Whenever MAPLE 1 goes online, it will be used to irradiate the highly enriched uranium with neutrons, producing molybdenum-99, which decays into technetium-99m, the isotope most widely used in hospitals and clinics. (MAPLE 2 is to be used as a backup reactor.)
Nordion says technetium-99m and the company’s other radioisotopes are used in 50,000 medical tests around the world each day to diagnose cancer and heart disease, as well as to detect abnormalities in the brain, heart, lungs, liver, thyroid, kidneys and bone.
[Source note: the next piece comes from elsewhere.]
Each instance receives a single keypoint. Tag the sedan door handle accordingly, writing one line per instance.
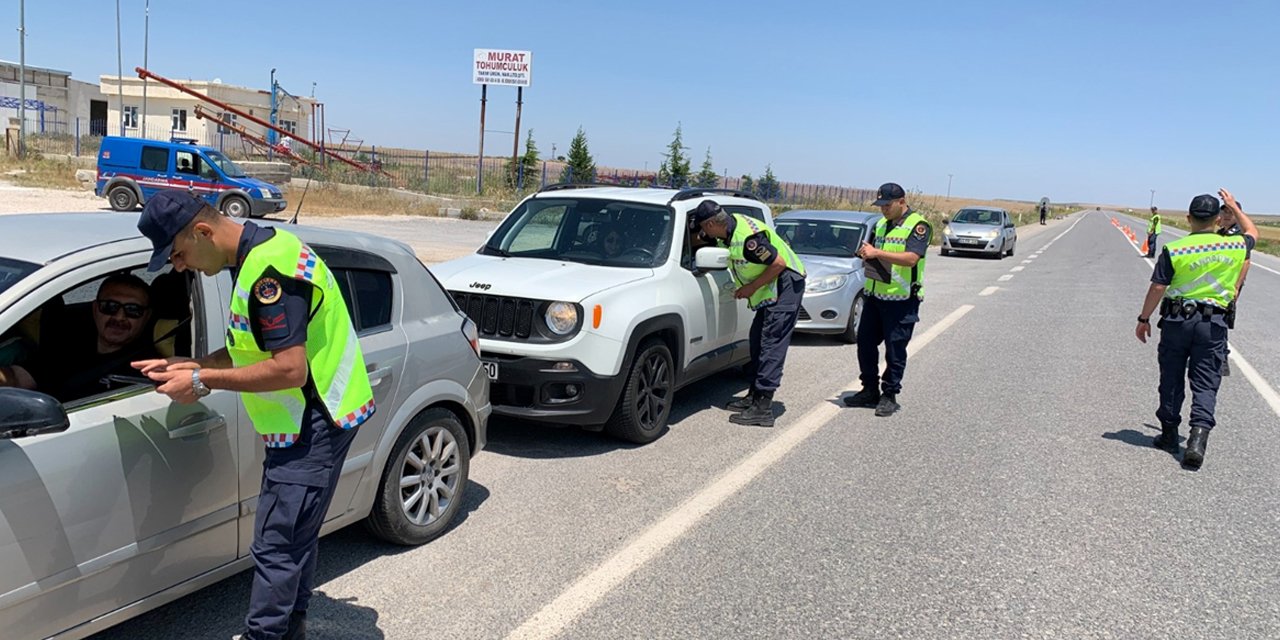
(378, 375)
(199, 428)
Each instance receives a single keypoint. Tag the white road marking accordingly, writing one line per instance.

“The material itself is contained in AECL’s licensed facility, a Class 1 facility, it has specific security requirements, endorsed by the Canadian Nuclear Safety Commission. In terms of a terrorist threat, I don’t think so.”
The Canadian Nuclear Safety Commission and the U.S. Nuclear Regulatory Commission said this week that Nordion is operating within government regulations.
“I get a little bit anxious when people call it weapons-grade,” says Mr. Malkoske. “For me, it’s isotope-production grade. You can use it for other purposes. It’s like gasoline, you can use it to run your car or you can use it to light a fire. If you use it for what it’s intended for, it’s not a concern.”
Norman Rubin, Energy Probe’s director of nuclear research, doesn’t buy that argument. “Jet fuel was used to bring down the World Trade Center. We’re all a little smarter, maybe a lot smarter, than we were a year ago and it’s time that Chalk River got as smart as Washington, D.C.,” he says.
“We are presenting an attractive target to malicious humans who’d love to get their hands on nuclear weapons material.
“Not only are they playing with fire, in the sense that everybody but them is more concerned about theft, diversion, malice, terrorism, than we were a year ago, but . . . the U.S. has taken a principled stance to stop spreading nuclear-weapons useable material around in the guise of civilian activity and their clients have agreed (to convert to low-enriched uranium). I believe the only exception, (is) the otherwise nice country called Canada.”
But Mr. Malkoske said Nordion never agreed to convert to low-enriched uranium at any cost.
“It is not written in stone,” he says. “Technically, it seems feasible to me, but what’s it going to cost to do this? Everytime you add costs you pass that on to the health-care community, you increase the cost of nuclear medicine.
“What we said we would do . . . is do a technical and economic feasibility (study) and if it was economically feasible then we would convert. We didn’t say we were going to convert at any cost. That could kill our business.”
If conversion to low-enriched uranium does go ahead, he estimated it wouldn’t be until 2007, at the earliest, meaning Nordion and AECL may have to continue importing highly enriched uranium from the U.S. if MAPLE 1 goes into production next year.
Mr. Rubin says Canadians “should be concerned and outraged.”
“Canada, a nation of peace-loving people, is behaving in an outrageous manner, thwarting the attempts of our neighbours to the south to limit the spread of nuclear-weapons usable material.
“The U.S. should make it very clear that no more HEU is coming to Canada. If that means Nordion has to convert quickly rather than slowly, then that’s what they have to do. If it means that they’re uncompetitive . . . then that’s the right answer.”